The historic centre stretches along a tufaceous strip
overlooking the Via Cassia, amidst woods with oaks, turkey oaks, chestnuts and
vast hazel groves, on the southern slopes of the Cimini mountains. The town is
famous for its water (effective against stomach and intestinal disorders),
which was praised by Petrarch when he stayed there in 1337, the guest of Orso
Anguillara. In the Romanesque church of San Francesco is the
magnificent sepulchre of Francesco and Nicola Anguillara, twin brothers who
died in 1406 and 1408. This Gothic-style work has been attributed to Paolo
Romano.
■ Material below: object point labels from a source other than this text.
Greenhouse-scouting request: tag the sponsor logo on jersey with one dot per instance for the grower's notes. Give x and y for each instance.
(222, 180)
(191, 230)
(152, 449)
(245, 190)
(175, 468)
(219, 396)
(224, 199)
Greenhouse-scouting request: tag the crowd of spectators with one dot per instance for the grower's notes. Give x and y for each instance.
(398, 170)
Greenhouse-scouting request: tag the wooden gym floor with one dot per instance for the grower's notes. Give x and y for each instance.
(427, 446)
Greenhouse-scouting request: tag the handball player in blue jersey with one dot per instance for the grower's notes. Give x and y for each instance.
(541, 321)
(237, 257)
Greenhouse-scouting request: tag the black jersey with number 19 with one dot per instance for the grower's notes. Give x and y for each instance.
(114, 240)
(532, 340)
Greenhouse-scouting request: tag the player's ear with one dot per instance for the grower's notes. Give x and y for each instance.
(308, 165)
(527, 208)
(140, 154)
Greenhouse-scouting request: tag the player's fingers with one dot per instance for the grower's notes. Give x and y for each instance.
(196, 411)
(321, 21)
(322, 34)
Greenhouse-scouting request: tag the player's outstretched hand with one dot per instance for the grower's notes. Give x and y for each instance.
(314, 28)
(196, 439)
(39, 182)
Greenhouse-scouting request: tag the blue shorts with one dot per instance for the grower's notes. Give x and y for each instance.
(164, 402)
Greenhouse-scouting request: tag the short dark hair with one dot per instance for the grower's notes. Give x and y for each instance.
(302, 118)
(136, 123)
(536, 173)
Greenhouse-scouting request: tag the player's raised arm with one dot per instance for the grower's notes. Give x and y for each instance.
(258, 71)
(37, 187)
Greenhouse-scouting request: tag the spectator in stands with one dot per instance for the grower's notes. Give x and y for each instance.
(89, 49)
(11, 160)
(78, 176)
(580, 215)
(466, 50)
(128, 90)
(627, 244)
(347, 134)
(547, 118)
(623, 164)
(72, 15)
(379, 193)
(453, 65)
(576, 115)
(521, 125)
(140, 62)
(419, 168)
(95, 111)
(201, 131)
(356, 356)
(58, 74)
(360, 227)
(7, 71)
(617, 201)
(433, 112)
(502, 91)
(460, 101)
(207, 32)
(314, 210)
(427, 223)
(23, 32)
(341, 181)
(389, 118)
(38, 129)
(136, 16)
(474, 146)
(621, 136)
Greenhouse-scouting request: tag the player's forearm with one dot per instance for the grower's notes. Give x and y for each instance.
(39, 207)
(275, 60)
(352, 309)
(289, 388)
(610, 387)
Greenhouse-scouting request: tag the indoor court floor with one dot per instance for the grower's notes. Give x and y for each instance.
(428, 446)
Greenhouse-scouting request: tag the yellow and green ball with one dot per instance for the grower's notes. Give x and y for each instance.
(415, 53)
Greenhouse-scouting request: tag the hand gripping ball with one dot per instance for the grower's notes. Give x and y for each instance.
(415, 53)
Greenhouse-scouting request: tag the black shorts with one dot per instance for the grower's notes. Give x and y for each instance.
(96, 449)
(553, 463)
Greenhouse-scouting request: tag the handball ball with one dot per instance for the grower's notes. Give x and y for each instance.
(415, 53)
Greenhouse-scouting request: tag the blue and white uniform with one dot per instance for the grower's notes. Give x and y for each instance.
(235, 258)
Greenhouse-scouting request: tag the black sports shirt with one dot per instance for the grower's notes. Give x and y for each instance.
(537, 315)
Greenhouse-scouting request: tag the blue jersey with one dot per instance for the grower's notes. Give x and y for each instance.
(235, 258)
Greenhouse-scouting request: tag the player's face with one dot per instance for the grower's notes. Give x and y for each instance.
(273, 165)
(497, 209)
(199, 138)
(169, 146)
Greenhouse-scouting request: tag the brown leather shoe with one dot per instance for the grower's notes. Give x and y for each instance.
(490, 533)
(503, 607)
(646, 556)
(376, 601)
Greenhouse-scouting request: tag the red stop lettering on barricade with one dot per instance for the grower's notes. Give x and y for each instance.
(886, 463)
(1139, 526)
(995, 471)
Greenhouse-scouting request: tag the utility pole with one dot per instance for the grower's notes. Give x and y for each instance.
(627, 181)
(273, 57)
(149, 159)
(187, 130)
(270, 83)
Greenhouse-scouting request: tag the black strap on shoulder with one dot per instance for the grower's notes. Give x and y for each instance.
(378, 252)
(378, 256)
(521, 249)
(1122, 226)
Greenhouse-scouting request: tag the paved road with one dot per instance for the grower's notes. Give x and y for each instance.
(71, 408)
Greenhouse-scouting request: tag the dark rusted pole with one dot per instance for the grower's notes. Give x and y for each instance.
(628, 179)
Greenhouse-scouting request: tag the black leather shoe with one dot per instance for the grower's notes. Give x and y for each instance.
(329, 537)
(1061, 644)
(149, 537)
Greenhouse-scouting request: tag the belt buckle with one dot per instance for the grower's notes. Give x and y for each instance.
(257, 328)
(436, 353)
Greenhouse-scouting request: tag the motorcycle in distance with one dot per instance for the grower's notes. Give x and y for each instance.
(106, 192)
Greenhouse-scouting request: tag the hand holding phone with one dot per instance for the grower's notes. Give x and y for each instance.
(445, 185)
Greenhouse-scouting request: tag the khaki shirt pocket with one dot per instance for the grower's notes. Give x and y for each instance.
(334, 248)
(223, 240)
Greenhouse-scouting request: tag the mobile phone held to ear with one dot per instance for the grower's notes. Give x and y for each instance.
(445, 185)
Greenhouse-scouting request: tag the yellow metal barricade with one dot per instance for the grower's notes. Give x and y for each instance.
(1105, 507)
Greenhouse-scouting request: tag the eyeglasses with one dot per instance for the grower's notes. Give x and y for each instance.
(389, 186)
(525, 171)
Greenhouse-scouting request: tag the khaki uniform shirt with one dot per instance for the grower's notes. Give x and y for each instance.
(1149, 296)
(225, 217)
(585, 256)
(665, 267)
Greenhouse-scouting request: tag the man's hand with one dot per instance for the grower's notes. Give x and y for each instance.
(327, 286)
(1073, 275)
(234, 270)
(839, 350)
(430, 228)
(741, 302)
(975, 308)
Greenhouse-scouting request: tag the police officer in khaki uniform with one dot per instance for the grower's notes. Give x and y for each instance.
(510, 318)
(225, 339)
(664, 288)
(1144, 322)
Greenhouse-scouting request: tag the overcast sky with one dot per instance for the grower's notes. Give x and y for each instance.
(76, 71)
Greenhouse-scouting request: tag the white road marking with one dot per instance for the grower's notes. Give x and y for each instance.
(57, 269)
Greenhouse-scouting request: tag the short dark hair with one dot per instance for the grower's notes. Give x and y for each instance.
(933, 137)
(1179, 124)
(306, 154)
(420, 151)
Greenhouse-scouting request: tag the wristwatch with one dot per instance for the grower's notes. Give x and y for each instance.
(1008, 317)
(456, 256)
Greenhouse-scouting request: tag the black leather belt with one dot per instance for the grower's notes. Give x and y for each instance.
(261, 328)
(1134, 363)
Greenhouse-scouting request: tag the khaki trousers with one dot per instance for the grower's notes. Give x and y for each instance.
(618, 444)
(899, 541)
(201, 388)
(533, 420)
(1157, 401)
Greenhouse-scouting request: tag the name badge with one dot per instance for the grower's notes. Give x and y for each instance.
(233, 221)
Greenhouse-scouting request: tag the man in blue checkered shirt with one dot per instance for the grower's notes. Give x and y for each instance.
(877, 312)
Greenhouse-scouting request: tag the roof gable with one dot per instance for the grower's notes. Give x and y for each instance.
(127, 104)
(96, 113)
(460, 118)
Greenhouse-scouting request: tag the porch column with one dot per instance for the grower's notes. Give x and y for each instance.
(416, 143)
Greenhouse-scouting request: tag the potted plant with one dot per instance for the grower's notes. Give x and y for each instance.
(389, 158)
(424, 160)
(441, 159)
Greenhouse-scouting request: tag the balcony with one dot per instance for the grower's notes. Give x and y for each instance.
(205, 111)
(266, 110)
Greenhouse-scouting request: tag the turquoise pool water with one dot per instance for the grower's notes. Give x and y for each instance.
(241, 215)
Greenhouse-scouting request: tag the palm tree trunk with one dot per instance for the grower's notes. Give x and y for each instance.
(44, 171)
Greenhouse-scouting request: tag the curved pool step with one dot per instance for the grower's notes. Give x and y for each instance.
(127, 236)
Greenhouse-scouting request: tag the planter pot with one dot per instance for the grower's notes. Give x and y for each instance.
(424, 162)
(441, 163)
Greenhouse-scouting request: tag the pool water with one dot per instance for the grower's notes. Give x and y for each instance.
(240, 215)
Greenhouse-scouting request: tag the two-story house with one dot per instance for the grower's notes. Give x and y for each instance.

The cathedral of San Giovanni Battista (built in the sixteenth
century, but reconstructed in the nineteenth century) safeguards a Renaissance
tabernacle, a sixteenth-century wooden crucifix and a historic
nineteenth-century organ. At the neo-classic church of Santa Maria
(1867), we can admire the statue of Our Lady of Grace (1808), an
excellent tavola dating to the twelfth-thirteenth century depicting Christ
Benedictory, a fifteenth-century tabernacle and a triptych (fifteenth-sixteenth
century) with St. Terenziano, St. Rocco and St. Sebastian being venerated
by one of the faithful.
The church of Santa Maria del Piano has an elegant
wooden ceiling and several frescoes attributed to the Zuccari brothers.